American football executive (1915–1995)

Sidney Ashby Carroll (December 9, 1915 – May 7, 1995) was an American sports executive who served as general manager of the Washington Redskins of the National Football League (NFL) from 1943 to 1947. He also worked as an editor at The Washington Post for 25 years.

==Early life==
Carroll was born in Washington, D.C. and graduated from Washington and Lee High School. While attending George Washington University he worked on the sports staff of The Washington Times. He lost his job when the closure of another Hearst paper resulted in a number of senior writers, including Bob Addie, joining the Times. He worked for the Army and Navy Journal until 1936, when his former boss at the Times, George Preston Marshall, hired him to work for the Washington Redskins of the National Football League (NFL).

==Washington Redskins==
Carroll worked closely with Redskins general manager Jack Espey on the team's promotional efforts. He became the team's business manager in 1940 and succeeded Espey as general manager three years later.

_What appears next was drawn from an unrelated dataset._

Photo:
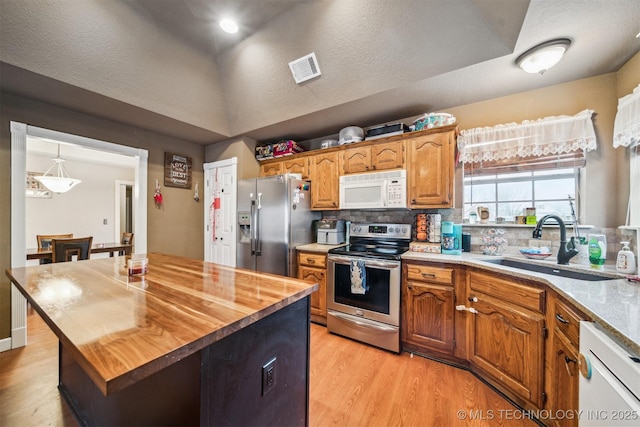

At 27, Carroll was the youngest GM in the NFL. He resigned in 1947 to become the Northern Virginia distributor for Frigidaire.

==The Washington Post==
In 1953, Carroll joined the Washington Times-Herald as a copy editor on its sports desk. The paper was acquired by The Washington Post the following year and he joined The Post a sports copy editor and occasional football and golf columnist. He retired from the paper in 1979.

==Golf==
Carroll was a noted amateur golfer who was twice a finalist for the Washington Golf and Country Club championship and thrice competed in the United States Amateur Championship. He served as president of the District of Columbia Golf Association and the Middle Atlantic Golf Association.